Plain Text Encoding
- TEX fraction numerator is what follows a { up to keyword \over
- Denominator is what follows the \over up to the matching }
- { } are not printed
- Simple rules give unambiguous "plain text", but results don't look like math
- How to make a plain text that looks like math?
|
| A TeX fraction numerator consists of the expression that follows a { up to the keyword \over and the denominator consists of what follows the \over up to the matching }. In both the fraction and subscript/superscript cases, the { } are not printed. These simple rules immediately give a "plain text" that is unambiguous, but looks quite different from the corresponding mathematical notation, thereby making it hard to read. It's more appropriate to refer to TeX as a markup language, rather than plain text. |
Simple plain text encoding
- Simple operand is a span of alphanumeric characters. E.g., simple numerator o denominator is terminated by any operator.
- Operators include arithmetic operators, most whitespace characters, all U+22xx, an argument "break" operator (displayed as small raised dot), sub/superscript operators.

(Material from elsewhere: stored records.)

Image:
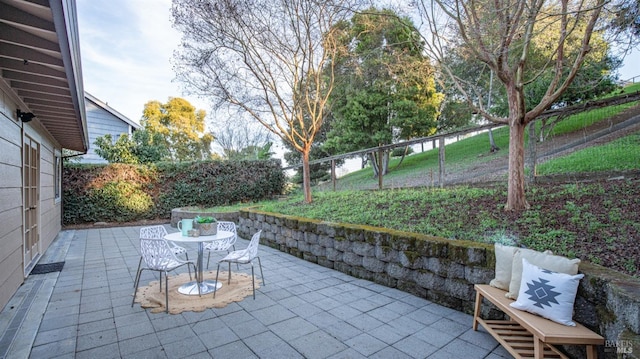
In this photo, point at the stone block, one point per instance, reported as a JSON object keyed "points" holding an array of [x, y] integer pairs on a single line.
{"points": [[459, 289], [398, 271], [291, 243], [304, 247], [310, 238], [373, 264], [318, 250], [323, 261], [410, 259], [386, 253], [334, 255], [412, 287], [429, 280], [478, 275], [342, 244], [326, 241], [309, 257], [352, 259], [363, 249]]}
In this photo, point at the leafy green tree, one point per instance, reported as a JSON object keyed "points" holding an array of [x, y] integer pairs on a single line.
{"points": [[269, 60], [120, 151], [520, 42], [141, 147], [385, 89], [149, 147], [181, 127]]}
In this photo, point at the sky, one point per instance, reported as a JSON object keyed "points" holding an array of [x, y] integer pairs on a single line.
{"points": [[127, 47]]}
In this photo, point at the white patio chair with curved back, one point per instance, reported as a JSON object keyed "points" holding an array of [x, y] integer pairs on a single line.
{"points": [[243, 257], [159, 256], [222, 245], [159, 232]]}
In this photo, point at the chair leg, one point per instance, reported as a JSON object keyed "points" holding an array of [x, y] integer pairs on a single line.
{"points": [[195, 272], [216, 287], [188, 268], [135, 286], [261, 275], [253, 282], [166, 289], [137, 270]]}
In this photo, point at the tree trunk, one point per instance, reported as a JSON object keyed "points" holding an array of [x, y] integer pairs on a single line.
{"points": [[516, 200], [306, 176]]}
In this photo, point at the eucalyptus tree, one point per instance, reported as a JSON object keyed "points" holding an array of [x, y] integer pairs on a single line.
{"points": [[385, 87], [181, 126], [269, 59], [501, 34]]}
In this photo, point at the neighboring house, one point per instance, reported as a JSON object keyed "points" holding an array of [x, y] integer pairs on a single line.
{"points": [[40, 75], [102, 120]]}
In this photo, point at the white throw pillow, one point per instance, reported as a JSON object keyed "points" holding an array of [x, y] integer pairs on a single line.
{"points": [[547, 293], [541, 259], [504, 260]]}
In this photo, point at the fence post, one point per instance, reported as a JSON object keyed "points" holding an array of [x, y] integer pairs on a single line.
{"points": [[379, 167], [333, 174], [441, 161], [531, 178]]}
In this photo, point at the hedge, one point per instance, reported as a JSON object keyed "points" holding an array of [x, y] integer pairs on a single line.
{"points": [[125, 193]]}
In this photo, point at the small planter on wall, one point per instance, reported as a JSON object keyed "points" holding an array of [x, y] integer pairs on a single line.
{"points": [[208, 229], [178, 214]]}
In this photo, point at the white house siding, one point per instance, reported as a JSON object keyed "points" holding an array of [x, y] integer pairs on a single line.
{"points": [[11, 202], [99, 123]]}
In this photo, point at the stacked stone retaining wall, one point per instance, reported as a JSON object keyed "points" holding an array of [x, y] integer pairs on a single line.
{"points": [[444, 271]]}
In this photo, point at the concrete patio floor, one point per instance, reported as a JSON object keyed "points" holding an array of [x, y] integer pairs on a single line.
{"points": [[304, 311]]}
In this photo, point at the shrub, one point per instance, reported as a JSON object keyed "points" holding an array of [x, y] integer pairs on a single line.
{"points": [[124, 193]]}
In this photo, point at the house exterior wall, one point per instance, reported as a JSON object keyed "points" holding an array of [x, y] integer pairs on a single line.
{"points": [[99, 123], [12, 263]]}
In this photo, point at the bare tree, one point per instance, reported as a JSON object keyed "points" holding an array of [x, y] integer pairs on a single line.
{"points": [[502, 35], [265, 58]]}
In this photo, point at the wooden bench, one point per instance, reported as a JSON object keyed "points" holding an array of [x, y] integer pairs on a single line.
{"points": [[526, 335]]}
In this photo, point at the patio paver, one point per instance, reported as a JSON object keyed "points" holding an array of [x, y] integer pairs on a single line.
{"points": [[304, 311]]}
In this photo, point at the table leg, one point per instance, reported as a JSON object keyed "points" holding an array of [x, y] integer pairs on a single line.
{"points": [[206, 286]]}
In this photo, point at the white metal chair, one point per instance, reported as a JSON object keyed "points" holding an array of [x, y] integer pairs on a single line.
{"points": [[159, 256], [222, 245], [159, 232], [243, 257]]}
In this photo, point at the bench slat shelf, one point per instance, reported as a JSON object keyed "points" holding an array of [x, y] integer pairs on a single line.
{"points": [[527, 335]]}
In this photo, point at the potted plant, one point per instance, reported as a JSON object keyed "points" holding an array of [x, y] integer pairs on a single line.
{"points": [[208, 226]]}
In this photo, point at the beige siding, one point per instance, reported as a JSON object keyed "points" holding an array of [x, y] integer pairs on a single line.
{"points": [[50, 211], [11, 210], [11, 253]]}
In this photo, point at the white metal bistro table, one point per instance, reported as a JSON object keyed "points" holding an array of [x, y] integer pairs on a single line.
{"points": [[206, 286]]}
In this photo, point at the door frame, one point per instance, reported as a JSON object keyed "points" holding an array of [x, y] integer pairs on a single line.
{"points": [[32, 247]]}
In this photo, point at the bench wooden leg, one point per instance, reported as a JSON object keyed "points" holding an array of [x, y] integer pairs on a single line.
{"points": [[476, 311], [538, 348]]}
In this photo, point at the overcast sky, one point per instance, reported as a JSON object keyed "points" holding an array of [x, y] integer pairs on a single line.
{"points": [[126, 48]]}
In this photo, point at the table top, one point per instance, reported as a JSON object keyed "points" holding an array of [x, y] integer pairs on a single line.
{"points": [[178, 237]]}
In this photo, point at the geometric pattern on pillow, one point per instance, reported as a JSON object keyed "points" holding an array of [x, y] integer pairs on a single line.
{"points": [[541, 259], [547, 293]]}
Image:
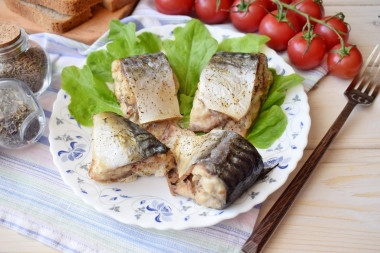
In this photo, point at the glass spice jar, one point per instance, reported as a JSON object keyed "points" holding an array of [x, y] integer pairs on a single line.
{"points": [[23, 59], [22, 120]]}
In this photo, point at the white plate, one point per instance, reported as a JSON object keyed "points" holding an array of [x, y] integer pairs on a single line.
{"points": [[147, 202]]}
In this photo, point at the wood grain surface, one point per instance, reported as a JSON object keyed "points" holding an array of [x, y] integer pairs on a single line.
{"points": [[338, 210], [87, 32]]}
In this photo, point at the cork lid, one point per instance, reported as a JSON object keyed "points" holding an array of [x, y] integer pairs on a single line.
{"points": [[9, 33]]}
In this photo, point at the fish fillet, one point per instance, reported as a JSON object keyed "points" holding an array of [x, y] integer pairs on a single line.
{"points": [[230, 92], [146, 88], [214, 169], [123, 151]]}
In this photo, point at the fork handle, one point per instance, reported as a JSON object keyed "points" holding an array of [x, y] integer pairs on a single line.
{"points": [[264, 230]]}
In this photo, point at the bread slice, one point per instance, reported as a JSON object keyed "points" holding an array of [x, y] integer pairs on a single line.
{"points": [[69, 7], [51, 20], [114, 5]]}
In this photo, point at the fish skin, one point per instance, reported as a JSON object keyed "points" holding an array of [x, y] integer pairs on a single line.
{"points": [[222, 158], [205, 116], [122, 150]]}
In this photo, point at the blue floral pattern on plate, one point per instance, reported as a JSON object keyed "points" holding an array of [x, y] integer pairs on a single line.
{"points": [[147, 202]]}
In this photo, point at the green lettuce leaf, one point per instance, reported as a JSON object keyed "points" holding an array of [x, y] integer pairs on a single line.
{"points": [[89, 95], [188, 54], [250, 43], [126, 43], [269, 126], [280, 86], [272, 121], [87, 87], [100, 64]]}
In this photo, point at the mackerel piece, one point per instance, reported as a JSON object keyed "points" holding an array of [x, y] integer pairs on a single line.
{"points": [[214, 169], [122, 150], [230, 92], [146, 88]]}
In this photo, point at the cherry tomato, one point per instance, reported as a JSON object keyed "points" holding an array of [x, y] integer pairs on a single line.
{"points": [[174, 7], [206, 10], [348, 66], [279, 32], [273, 5], [303, 57], [246, 17], [330, 37], [314, 8]]}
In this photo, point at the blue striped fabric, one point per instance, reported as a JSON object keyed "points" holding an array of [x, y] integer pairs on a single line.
{"points": [[36, 202]]}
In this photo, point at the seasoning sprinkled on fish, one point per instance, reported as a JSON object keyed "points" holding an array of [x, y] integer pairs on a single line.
{"points": [[230, 92], [214, 169], [122, 150], [146, 88]]}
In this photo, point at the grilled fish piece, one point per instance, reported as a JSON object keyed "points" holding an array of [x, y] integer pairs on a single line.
{"points": [[230, 92], [214, 169], [146, 88], [122, 150]]}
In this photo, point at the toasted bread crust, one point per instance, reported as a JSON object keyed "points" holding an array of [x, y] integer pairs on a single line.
{"points": [[114, 5], [51, 20], [69, 7]]}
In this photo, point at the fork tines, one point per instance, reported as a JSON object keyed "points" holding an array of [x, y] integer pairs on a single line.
{"points": [[366, 81]]}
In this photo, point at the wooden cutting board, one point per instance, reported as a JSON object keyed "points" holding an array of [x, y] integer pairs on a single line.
{"points": [[87, 32]]}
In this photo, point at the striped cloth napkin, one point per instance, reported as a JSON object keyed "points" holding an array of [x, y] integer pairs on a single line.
{"points": [[35, 201]]}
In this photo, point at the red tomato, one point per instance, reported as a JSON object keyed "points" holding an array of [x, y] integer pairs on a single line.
{"points": [[348, 66], [279, 32], [314, 8], [246, 17], [206, 10], [273, 5], [303, 57], [330, 37], [174, 7]]}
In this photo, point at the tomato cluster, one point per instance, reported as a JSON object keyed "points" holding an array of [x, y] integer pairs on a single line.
{"points": [[298, 26]]}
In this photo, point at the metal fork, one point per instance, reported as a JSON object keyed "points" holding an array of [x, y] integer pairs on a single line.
{"points": [[362, 90]]}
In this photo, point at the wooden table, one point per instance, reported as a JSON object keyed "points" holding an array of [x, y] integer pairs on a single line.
{"points": [[339, 209]]}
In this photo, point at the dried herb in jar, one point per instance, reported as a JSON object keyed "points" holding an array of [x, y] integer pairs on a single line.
{"points": [[23, 59], [29, 67], [12, 115]]}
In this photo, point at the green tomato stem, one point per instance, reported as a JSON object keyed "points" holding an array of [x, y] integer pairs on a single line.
{"points": [[308, 18]]}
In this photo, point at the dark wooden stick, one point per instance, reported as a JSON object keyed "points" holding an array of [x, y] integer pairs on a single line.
{"points": [[264, 230]]}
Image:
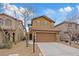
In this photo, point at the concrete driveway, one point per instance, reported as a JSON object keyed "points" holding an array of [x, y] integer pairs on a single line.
{"points": [[57, 49]]}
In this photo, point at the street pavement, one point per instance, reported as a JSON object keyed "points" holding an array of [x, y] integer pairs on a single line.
{"points": [[57, 49]]}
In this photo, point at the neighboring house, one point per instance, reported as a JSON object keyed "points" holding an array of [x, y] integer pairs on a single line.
{"points": [[12, 26], [42, 28], [65, 27]]}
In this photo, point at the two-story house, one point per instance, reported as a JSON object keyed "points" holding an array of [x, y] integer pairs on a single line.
{"points": [[12, 27], [43, 29], [67, 27]]}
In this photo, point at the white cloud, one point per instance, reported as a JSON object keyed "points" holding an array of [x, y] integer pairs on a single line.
{"points": [[61, 10], [66, 9], [49, 11], [77, 8]]}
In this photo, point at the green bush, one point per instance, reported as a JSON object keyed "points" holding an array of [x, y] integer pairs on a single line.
{"points": [[7, 45]]}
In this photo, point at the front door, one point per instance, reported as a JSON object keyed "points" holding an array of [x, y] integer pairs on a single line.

- Fraction operator is given by the Unicode fraction slash operator U+2044
|
| It's possible to define a "plain text" encoding that looks much more like mathematics. Strictly speaking, some constructs require some simplified mark up, but many expressions are literally plain (Unicode) text. The notation is handy as a math input language for more elaborate markup languages like TeX and MathML and can be used in its own right. |
| We define a simple operand to consist of all consecutive alphanumeric characters. We call this sequence of one or more alphanumeric characters a span of alphanumerics. As such, a simple numerator or denominator is terminated by any operator, including, for example, arithmetic operators, the blank operator, all Unicode characters with codes U+22xx, and a special argument "break" operator consisting of a small raised dot. The fraction operator is given by the Unicode fraction slash operator U+2044. |
Unicode Plain Text
- Can do a lot with plain text, e.g., BiDi
- Grey zone: use of embedded codes
- Unicode ascribes semantics to characters, e.g., paragraph mark, right-to-left mark
- Lots of interesting punctuation characters in range U+2000 to U+204F
- Extensive character semantics/properties tables, including mathematical, numerical
|
| In Unicode, many characters have default semantics which help in displaying them in mathematical formulae. For example, the characters 0-9 are integers, by default. In principle, one could treat them as variables and a general math markup language needs to be able to declare them as such. But such a need is rare and it's only needed for algebraic (symbolic) usage, not for display. One unfortunate thing about MathML is that these default properties of mathematical characters are ignored. You still have to declare mathematical alphabetic characters as variables using an <mi> tag, a numerical digit as a digit using an <mn> tag, and an operator as an operator using an <mo> tag. In our plain-text encoding of Unicode, such tags aren't used. Accordingly cases that depend on overriding the default properties, e.g., using a digit as a variable in a symbolic manipulation program, cannot be handled easily. |
Multiple Character Encodings
- As with non-math characters, math symbols can often be encoded in multiple ways, composed and decomposed. E.g., ≠ can be U+003D, U+0338 or U+2260
- Recommendation: use the fully composed symbol, e.g., U+2260 for ≠
- For alphabetic characters, use combining-mark sequences to get consistent typography
- Some representations use markup for the alphabetic cases. This allows multi-character combining marks.
|
| There have been many discussions as to various normalization forms for Unicode characters and Unicode Technical Report 15 discusses the subject in detail. Math characters are no exception: there are multiple ways of expressing various math characters. It would be nice to have a single way to represent any given character, since this would simplify recognizing the character in searches and other manipulations. Accordingly it's worthwhile to give some guidelines. |
| The first idea is to use the shortest form of a math operator symbol wherever possible. So U+2260 should be used for the not equal sign instead of the combining sequence U+003D U+0338. |
| On the other hand, for alphabetic characters, combining mark sequences give the most consistent typography. Mathematics uses a multitude of combining marks that greatly exceeds the predefined composed characters in Unicode. It's better to have the math display facility handle all of these cases uniformly to give a consistent look between characters that happen to have a fully composed Unicode character and those that don't. |
| The combining character sequences also typically have semantics as a group, so it's handy to be able to manipulate and search for them individually without having to have special tables to decompose characters for this purpose. |
Using combining-mark sequences appears to conflict with Normalization Form C recommended for the web. But note that it works fine for the Plane-1 alphanumeric characters. If alphabetic composed characters are encountered in math expressions, they should be rendered as the corresponding combining-mark sequence. MathML uses markup for some alphabetic cases. This allows multi-character combining marks, such as a tilda over two or more characters.
|